If the world didn’t already know that Manchester United boss Alex Ferguson was not a man to mess with at the workplace, then he confirmed it once and for all during his appearance at Trinity College's Philosophical Society on Wednesday night.

"Control is very, very important because if I lost control of all these multi-millionaires in my dressing room -- I'm dead . . . So if anyone steps out of my control -- they're dead," said one of the most successful managers in the history of football.

They don't call his legendary tongue lashings the hairdryer treatment for nothing!

Just ask David Beckham, the poster boy who fell afoul of the red-faced Scot when he married Posh Spice and took to the celebrity lifestyle the Ferguson abhors.

The two fell out, Fergie threw a boot at Beckham in the dressing room and he was soon off to Real Madrid.

Same story with Jaap Stam when he dissed the Neville brothers in his autobiography , and same story for Ruud Van Nistelrooy when he picked on wonder boy Cristiano Ronaldo.

All three were shipped out of the club fairly lively.

"The most important person in Manchester United is the manager," Ferguson is quoted in the Irish Independent as telling the students in Dublin.
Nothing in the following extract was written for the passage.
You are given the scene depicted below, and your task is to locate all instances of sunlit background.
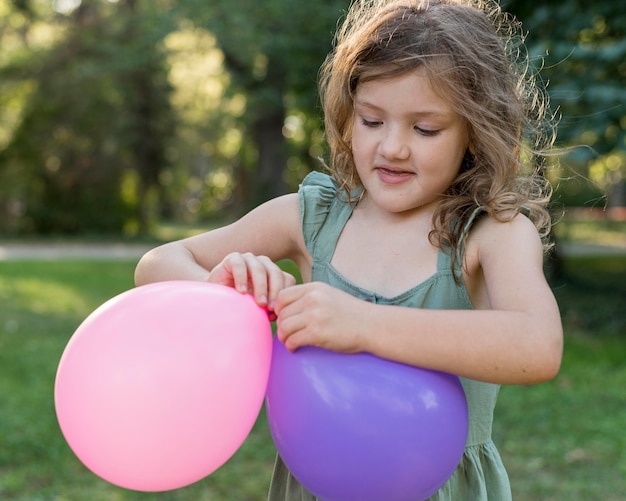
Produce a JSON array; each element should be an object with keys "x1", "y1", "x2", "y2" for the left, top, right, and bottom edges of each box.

With the state of Man United's finances – the club’s American owner Malcolm Glazer has leveraged an incredible amount of debt on the club (read John Fay's take on that here), Ferguson might think he is the most important man at the club, but the reality today is that the club’s chief accountant could be the man with the most influence on the future of the club, both on and off the field.

Did Ferguson get the $113 odd million transfer money from Ronaldo's sale to Real Madrid to finance the acquisition of new players? No he did not, it went to paying off the interest on the the club's debt.

Maybe Fergie needs to give the Glazers of the accountants a bit of the hairdryer treatment to re-establish himself as the most important man at the club.